FIG. 2 shows output voltage waveforms when a delay is applied to the output terminal of the current mirror circuit and when no delay is applied. Since the delay time can be set by the capacitance C1 and the current I in the circuit type determined by the above equation (1), a desired delay circuit can be realized with a capacitance C1 of several pF as compared with the CR delay circuit.
For this reason, it can be taken into the IC.

As an embodiment of the present invention, the capacitance C1 = 5p
F, when a delay circuit with a current I = 67.6 μA is provided, the rise time of the power save is 300 nS as shown by the solid line A. On the other hand, as a comparative example, when there is no delay circuit, As shown by the dashed line B, the rise time is 120 ns, and according to the present embodiment, the rise is clearly smooth.

[0019]

As described above, according to the present invention,
Compared with a conventionally used CR delay circuit, the capacitance can be realized with, for example, several pF, and power save ON / OFF can be achieved.
There is an effect that a delay circuit for reducing spurious at the time can be incorporated in the IC. This is because the present invention employs a delay circuit based on free discharge.

[Brief description of the drawings]

FIG. 1 is a circuit diagram showing an embodiment of the present invention.

FIG. 2 is a diagram showing an output voltage waveform at the time of power save switching.

FIG. 3 is a circuit diagram showing a conventional example.

[Explanation of symbols]

Q1, Q2, Q6 Current mirror PNP transistor C1 Delay capacitor C2 Low pass filter circuit capacitance Q3, Q4 Current mirror NPN transistor Q5 Power save transistor Q7 Power transistor PS Power save terminal R1, R2, R3, R4, R5 Emitter resistance R6 Resistance of low pass filter circuit 1 Power save input signal 2 Output voltage of the present invention 3 Conventional output voltage

Claims (2)

[Claims] A delay circuit whose delay time is determined by a capacitance and a current is inserted into the output terminal of a current mirror circuit connected to an output terminal and supplied to a reference voltage output transistor, the power supply being connected to an output terminal.

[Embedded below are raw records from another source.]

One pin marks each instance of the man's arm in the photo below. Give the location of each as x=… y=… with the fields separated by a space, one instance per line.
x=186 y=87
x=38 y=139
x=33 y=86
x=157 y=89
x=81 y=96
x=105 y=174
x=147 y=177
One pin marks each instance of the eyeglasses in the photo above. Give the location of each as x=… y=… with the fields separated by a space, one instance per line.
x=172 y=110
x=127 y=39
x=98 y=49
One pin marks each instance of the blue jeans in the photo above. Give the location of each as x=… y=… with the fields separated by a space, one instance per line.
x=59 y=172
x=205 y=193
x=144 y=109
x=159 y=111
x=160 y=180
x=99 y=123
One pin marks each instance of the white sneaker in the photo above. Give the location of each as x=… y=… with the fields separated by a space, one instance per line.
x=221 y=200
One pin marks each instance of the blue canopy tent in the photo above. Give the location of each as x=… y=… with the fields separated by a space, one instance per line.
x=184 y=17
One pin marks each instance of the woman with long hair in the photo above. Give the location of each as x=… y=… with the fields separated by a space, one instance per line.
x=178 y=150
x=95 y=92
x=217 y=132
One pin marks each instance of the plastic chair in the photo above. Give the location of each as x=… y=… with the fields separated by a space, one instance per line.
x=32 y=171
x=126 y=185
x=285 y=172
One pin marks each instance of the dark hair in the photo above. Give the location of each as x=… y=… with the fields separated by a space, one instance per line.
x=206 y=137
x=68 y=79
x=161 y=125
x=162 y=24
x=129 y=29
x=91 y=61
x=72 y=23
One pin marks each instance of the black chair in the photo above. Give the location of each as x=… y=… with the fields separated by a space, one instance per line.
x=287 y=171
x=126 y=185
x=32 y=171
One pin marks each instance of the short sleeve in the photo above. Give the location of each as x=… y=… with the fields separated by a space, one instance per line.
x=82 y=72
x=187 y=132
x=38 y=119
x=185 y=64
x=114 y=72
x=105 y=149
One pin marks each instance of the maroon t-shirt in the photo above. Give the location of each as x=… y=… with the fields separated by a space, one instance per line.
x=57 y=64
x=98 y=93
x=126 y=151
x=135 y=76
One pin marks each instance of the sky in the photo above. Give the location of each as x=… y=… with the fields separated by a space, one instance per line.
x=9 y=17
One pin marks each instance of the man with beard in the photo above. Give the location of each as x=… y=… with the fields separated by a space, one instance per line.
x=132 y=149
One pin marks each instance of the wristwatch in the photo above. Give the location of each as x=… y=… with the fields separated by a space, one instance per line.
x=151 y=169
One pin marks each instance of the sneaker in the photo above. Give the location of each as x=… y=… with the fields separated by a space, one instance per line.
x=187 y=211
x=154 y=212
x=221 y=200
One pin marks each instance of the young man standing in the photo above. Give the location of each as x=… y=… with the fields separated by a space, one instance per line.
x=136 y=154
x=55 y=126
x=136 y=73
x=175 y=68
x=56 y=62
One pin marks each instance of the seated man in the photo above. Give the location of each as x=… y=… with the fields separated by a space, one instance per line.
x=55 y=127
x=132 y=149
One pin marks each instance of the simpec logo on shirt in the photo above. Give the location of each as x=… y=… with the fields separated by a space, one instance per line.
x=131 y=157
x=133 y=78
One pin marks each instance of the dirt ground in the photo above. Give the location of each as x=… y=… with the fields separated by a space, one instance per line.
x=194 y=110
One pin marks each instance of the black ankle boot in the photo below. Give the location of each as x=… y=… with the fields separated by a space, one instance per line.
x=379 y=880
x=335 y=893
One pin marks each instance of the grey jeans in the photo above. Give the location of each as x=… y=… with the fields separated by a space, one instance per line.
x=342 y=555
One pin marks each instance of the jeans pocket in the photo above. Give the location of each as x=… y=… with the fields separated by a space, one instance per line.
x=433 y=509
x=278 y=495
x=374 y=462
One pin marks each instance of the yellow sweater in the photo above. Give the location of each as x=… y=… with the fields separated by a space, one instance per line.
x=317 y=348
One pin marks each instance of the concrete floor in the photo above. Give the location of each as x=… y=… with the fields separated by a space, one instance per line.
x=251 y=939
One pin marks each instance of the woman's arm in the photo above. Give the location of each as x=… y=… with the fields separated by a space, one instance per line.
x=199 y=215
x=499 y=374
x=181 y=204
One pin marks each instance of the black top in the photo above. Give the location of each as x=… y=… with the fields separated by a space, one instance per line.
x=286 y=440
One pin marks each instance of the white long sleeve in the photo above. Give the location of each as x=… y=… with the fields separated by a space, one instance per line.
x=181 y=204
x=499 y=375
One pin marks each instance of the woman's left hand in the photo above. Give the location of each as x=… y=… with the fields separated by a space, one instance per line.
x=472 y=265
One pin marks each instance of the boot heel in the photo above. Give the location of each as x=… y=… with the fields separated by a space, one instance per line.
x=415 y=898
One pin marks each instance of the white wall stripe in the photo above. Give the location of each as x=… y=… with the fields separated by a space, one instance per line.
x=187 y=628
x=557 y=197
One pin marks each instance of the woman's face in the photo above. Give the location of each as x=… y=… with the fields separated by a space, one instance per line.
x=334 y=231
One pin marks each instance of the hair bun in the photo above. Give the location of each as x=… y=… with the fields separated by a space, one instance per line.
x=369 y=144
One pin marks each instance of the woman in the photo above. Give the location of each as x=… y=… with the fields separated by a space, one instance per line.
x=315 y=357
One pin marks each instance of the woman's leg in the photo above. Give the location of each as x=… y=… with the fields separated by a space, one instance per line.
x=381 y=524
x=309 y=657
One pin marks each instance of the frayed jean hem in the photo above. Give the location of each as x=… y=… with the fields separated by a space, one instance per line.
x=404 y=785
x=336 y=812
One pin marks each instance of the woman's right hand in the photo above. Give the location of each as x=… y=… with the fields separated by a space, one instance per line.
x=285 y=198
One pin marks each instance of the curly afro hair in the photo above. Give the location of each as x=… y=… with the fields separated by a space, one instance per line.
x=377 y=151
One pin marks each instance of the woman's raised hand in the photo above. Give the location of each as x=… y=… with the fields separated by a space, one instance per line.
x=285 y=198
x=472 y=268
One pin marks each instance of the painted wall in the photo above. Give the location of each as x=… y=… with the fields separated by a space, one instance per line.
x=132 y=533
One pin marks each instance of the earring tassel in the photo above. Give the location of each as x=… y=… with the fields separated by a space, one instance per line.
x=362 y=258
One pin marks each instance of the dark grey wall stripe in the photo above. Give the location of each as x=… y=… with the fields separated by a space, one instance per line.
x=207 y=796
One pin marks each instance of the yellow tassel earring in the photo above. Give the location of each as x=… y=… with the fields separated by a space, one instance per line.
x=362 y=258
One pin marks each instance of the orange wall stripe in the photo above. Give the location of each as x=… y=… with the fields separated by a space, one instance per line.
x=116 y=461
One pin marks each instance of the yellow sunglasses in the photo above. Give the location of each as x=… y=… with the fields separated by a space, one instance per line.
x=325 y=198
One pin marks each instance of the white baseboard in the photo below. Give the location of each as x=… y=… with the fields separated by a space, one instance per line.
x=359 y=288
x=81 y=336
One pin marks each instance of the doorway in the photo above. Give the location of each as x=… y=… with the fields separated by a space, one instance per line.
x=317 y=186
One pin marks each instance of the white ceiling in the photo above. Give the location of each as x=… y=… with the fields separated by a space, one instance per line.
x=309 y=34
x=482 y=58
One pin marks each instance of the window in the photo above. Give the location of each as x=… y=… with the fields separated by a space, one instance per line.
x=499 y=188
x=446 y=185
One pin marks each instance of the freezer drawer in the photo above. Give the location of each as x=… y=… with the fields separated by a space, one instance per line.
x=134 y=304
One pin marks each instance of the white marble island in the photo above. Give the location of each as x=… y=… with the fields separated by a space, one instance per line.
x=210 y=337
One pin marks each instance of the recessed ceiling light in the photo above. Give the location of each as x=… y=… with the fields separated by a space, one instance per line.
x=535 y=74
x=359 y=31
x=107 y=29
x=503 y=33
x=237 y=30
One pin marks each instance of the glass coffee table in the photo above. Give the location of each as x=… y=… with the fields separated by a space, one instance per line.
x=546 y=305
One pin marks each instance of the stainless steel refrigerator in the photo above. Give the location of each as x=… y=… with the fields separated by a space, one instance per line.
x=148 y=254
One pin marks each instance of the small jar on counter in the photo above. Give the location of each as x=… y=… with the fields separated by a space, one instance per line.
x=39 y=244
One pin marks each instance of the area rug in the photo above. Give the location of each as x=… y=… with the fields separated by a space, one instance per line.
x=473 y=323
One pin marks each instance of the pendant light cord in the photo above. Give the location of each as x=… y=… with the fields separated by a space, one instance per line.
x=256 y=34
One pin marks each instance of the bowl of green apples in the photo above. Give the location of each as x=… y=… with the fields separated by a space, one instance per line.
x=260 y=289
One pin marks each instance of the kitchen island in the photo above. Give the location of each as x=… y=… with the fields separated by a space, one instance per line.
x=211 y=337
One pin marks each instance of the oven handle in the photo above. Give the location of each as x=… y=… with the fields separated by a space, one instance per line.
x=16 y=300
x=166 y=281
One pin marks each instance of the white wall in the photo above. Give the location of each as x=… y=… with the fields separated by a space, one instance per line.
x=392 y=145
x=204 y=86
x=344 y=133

A semiconductor integrated circuit wherein spurious of a reference voltage is reduced at the time of save switching. 2. A current source reference circuit comprising a first transistor, a second transistor and a resistor, inserted between the current source reference circuit and a first power supply, A reference current of the circuit is input to an input terminal, and the reference current is fed back from the first output terminal to the current reference current side, and supplied to a diode-connected third transistor from a second output terminal. A current mirror circuit; and a fourth transistor inserted between the current source reference circuit and a second power supply and having a base connected to a power save terminal, wherein the reference current is supplied from the base of the third transistor. A reference voltage generating circuit for extracting a reference voltage interlocked with the above, wherein a collector and a base of the transistor at the second output terminal of the current mirror circuit are connected by a capacitor. Semiconductor integrated circuit.